The ~13 kb Sicilian HPFH deletion was created in CD34+ hematopoietic progenitor cells using CRISPR-Cas9 in an attempt to reproduce the high HbF associated with this deletion [44][26]. In erythroid colonies derived from cells homozygous for this deletion, there was no HBB mRNA; cells heterozygous for the deletion synthesized half as much HBB mRNA as control cells. The ratio of HBG/HBB+HBG mRNA was ~0.1 in controls, ~0.3 in deletion heterozygotes and 1 in deletion homozygotes.
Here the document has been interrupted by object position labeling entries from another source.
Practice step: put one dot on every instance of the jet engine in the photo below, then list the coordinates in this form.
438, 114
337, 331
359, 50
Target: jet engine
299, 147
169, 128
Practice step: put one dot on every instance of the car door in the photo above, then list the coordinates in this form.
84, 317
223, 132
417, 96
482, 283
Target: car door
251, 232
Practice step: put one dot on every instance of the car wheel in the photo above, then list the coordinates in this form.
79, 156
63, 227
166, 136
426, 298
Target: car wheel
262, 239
Based on these studies, to be applicable therapeutically, only cells heterozygous for the deletion are needed.
CRISPR-Cas9 was used to mutate the 13 bp sequence in the promoters of HBG2 and HBG1 that is associated with HPFH. Edited progenitors derived from HUDEP-2 cells expressing HbA gave rise to ~50% F-cells and increased the HBG/HBB+HBG mRNA ratio; 58% of the erythroid cells derived from edited CD34+ progenitors were F-cells; HbF was ~20%. Erythrocytes derived from sickle CD34+ progenitors were 90% F-cells and protected from hypoxia-induced sickling [30,45][16][27].
CRISPR-Cas9 editing in both HUDEP-2 cells and CD34+ progenitors from patients with sickle cell anemia generated small deletions disrupting the binding motifs for: ZBTB7A 195–197 bp upstream of both HBG2 and HBG1; the BCL11A binding motif 115 bp upstream of both HBG2 and HBG1; and the QTL 158 bp upstream of HBG2. These induced mutations mimicked HPFH mutations. The editing efficiency was >80%. Editing the ZBTB7A binding site in patient CD34+ cells resulted in: γ-globin transcripts forming ~50% of all non-α transcripts; ~80 F-cells; HbF comprising ~50% of hemoglobin tetramers; and ~70 of cells protected from hypoxia-induced sickling in vitro [30][16].